I can't make front or tail of these,
the old woman laughs
But laughter cannot save any of us:
To watch is to feel illness begin in you,
To know there is a day, however far,
When you will fail all you think you have become.

As Groshek read her poem at Bernie's, this tender, funny memory of her grandmother came alive. She left a fortunate audience with an elegy to the oldest generation fleeing a broken world.

This is literature, heard straight from the mouth that first spoke it. Writing the language down is the first step to a civilization's downfall, but reading aloud is a leap toward its salvation. Too often people forget that artful writing is not about public relations, but about relationships.

AQR was always interested in publishing work for the page and the stage, Spatz says, but now, no matter the work - fiction, non-fiction, poetry, drama, local or Outside, new or very old - it has a stage on First Fridays.

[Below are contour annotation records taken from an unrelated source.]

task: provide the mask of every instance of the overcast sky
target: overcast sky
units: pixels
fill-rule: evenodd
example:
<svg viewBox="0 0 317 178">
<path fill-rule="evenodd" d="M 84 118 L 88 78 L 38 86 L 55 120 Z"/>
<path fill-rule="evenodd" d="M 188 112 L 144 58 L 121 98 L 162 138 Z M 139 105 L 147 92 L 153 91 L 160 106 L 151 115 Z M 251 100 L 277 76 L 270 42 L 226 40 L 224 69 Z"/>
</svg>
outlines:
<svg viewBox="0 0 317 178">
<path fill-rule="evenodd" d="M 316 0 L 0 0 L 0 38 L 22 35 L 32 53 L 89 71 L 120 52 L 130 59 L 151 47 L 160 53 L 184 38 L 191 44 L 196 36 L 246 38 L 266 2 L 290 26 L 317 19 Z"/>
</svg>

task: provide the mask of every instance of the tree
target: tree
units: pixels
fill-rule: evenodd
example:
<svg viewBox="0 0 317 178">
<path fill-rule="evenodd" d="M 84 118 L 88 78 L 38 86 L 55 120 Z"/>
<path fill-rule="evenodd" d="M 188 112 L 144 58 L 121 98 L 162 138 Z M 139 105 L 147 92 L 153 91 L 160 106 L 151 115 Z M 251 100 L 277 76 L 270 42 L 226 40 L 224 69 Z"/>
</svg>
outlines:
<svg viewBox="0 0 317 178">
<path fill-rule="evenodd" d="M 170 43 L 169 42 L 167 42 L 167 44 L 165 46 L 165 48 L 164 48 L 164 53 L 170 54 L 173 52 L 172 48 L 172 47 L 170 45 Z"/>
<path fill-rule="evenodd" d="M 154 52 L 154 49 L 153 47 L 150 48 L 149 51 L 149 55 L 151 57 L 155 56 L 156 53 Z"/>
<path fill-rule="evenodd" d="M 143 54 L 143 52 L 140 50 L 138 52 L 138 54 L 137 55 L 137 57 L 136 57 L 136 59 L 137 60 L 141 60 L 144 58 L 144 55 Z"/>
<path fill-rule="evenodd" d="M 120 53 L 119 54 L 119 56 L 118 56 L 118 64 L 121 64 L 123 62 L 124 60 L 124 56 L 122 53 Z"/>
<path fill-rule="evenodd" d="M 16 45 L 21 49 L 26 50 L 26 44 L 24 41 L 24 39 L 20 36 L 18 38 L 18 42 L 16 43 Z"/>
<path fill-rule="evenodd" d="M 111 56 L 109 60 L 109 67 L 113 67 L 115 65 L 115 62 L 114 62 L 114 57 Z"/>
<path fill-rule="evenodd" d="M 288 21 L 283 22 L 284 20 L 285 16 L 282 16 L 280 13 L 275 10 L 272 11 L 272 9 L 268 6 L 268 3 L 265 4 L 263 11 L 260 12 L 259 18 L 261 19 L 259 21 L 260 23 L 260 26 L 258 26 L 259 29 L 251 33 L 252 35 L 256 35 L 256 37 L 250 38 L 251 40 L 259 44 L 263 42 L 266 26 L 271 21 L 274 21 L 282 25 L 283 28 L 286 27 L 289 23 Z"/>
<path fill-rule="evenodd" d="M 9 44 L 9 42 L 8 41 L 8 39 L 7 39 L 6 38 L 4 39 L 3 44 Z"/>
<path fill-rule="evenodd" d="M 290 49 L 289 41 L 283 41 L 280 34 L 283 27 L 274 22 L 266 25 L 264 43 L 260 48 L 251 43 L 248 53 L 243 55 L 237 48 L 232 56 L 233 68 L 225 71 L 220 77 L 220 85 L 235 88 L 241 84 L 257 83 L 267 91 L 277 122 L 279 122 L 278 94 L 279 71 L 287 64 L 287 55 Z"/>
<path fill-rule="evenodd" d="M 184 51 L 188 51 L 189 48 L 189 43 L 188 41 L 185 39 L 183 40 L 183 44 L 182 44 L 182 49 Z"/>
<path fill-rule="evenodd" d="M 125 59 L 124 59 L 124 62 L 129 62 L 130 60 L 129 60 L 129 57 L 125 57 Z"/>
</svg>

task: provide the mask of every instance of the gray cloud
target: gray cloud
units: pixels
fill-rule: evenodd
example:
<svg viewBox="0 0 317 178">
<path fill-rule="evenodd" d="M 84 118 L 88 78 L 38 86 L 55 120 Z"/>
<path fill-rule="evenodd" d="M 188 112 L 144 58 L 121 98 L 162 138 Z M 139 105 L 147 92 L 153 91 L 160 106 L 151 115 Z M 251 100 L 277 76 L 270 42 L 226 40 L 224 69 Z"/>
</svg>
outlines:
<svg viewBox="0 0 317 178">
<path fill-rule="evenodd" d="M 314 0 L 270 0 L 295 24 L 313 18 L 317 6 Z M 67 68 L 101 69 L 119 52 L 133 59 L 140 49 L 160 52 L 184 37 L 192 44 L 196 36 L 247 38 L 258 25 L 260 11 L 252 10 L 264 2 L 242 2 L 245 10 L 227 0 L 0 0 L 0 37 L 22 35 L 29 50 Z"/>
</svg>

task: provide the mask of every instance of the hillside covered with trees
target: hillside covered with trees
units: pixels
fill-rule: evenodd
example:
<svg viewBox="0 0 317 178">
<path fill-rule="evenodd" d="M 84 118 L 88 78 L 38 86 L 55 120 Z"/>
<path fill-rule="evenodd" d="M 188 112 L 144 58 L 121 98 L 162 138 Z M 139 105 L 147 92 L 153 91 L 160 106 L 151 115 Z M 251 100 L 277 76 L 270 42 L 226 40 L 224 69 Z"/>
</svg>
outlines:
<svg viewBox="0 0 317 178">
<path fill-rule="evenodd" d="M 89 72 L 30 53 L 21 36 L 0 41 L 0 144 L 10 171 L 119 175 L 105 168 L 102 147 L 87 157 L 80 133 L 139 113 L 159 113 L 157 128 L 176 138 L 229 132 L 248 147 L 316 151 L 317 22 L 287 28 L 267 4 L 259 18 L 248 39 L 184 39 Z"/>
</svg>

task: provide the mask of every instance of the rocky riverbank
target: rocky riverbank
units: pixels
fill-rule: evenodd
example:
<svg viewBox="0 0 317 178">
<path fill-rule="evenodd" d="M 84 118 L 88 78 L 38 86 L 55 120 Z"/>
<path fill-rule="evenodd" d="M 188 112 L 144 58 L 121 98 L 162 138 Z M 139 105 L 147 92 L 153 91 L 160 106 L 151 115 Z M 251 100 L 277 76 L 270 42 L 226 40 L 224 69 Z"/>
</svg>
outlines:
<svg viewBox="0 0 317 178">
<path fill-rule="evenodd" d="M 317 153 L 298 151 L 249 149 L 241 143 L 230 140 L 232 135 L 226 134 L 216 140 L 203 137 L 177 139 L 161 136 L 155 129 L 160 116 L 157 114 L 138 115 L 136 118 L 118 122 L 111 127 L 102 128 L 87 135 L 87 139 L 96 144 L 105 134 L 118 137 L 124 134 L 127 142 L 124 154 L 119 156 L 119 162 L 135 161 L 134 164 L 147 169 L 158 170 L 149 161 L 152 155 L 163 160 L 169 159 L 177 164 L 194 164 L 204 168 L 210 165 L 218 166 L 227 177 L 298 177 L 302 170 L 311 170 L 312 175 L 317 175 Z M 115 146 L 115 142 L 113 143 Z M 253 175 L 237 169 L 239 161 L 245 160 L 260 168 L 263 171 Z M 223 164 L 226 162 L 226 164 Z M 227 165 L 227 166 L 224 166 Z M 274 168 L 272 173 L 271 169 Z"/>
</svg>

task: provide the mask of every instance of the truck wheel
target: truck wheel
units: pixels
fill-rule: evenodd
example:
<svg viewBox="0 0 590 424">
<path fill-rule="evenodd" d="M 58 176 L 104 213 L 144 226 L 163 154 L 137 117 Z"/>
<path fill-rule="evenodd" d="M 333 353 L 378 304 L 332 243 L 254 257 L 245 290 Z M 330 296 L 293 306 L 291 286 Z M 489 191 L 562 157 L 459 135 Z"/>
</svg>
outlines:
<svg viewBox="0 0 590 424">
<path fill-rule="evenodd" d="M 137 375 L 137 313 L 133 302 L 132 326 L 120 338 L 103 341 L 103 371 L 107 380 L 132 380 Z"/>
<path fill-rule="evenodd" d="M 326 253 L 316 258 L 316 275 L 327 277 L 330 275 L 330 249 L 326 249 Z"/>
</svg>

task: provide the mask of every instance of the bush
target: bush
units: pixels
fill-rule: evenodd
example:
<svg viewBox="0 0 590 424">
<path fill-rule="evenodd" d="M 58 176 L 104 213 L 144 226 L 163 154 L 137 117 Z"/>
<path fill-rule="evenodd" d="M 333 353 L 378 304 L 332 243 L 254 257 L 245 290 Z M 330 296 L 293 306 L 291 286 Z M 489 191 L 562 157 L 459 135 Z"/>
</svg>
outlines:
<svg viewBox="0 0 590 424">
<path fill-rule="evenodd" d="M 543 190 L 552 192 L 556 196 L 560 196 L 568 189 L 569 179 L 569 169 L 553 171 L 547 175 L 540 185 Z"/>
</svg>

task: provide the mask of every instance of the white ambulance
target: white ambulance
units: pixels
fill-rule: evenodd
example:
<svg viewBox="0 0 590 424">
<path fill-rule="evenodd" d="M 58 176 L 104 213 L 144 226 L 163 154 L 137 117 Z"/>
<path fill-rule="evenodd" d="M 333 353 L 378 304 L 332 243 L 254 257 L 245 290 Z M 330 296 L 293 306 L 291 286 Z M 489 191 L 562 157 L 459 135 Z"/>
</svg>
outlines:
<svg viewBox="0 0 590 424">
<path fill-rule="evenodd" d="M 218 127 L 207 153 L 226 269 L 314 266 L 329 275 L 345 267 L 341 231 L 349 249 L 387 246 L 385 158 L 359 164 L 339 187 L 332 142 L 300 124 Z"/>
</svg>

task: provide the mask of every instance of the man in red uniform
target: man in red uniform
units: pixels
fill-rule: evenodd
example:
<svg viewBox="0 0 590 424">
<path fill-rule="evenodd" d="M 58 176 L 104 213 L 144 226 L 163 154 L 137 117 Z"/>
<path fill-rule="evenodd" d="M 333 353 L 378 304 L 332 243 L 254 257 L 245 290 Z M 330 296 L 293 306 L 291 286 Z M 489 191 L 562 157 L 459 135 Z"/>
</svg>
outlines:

Many industries boast people who aim to build something for Alaska that will last longer than one lifetime. Impatient ambitions have killed more writing careers than syphilis, editors, and drug abuse combined. Yet ambition, private or public, is absolutely necessary to propel writing beyond forgettable. Thwarted ambition is one of the most painful things a literary person can endure, and many choose to have none rather than dare the hurt, but patient ambitions often lead to durable wonders.